Eddy genesis and transformation of Stokes flow in a double-lid driven cavity

Abstract

Stokes flow is considered in a rectangular driven cavity of depth 2 H and width 2 L, with two stationary side walls and two lids moving in opposite directions with speeds U1 and U2. The flow is governed by two control parameters: the cavity aspect ratio, A = H/L, and the speed ratio, S = U1/ U2. The solution for the streamfuntion is expressed as an infinite series of Papkovich-Faddle eigenfunctions, which is then expanded about any stagnation point to reveal changes in the local flow structure as A and S are varied.
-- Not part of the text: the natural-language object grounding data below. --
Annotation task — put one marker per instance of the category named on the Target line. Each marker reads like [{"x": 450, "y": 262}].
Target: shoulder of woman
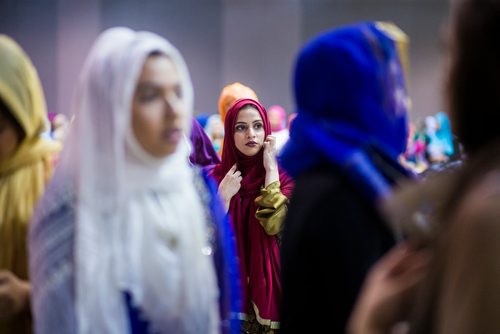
[{"x": 479, "y": 210}]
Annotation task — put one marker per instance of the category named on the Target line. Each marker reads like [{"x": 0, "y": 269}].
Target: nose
[
  {"x": 171, "y": 106},
  {"x": 251, "y": 132}
]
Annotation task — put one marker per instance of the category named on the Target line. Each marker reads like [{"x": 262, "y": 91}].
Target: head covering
[
  {"x": 259, "y": 252},
  {"x": 230, "y": 94},
  {"x": 203, "y": 153},
  {"x": 140, "y": 225},
  {"x": 352, "y": 106},
  {"x": 22, "y": 175}
]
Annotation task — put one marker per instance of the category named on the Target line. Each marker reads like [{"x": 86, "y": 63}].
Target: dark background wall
[{"x": 252, "y": 41}]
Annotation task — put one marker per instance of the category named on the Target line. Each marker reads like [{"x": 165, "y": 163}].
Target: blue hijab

An (S, A) control space diagram is constructed, which exhibits an intricate structure due to the intersection and confluence of several critical curves representing flow bifurcations at degenerate critical points. There are eight points where two critical curves intersect and the flow bifurcations are described and interpreted with reference to the theoretical work of Bakker ( Bifurcations in Flow Patterns, Kluwer Academic, 1991) and Brøns and Hartnack ( Phys. Fluids, 1999, 11, 314). For a speed ratio in the range -1 ≤ S < O the various flow trnsformations are tracked as A increases in the range O < A < 3.2, and hence the means is identified by which new eddies appear and become fully developed. It is shown that for S ≠ O, the number of eddies increases from 1 to 3 via several key flow transformations, which become more complicated as | S| is reduced.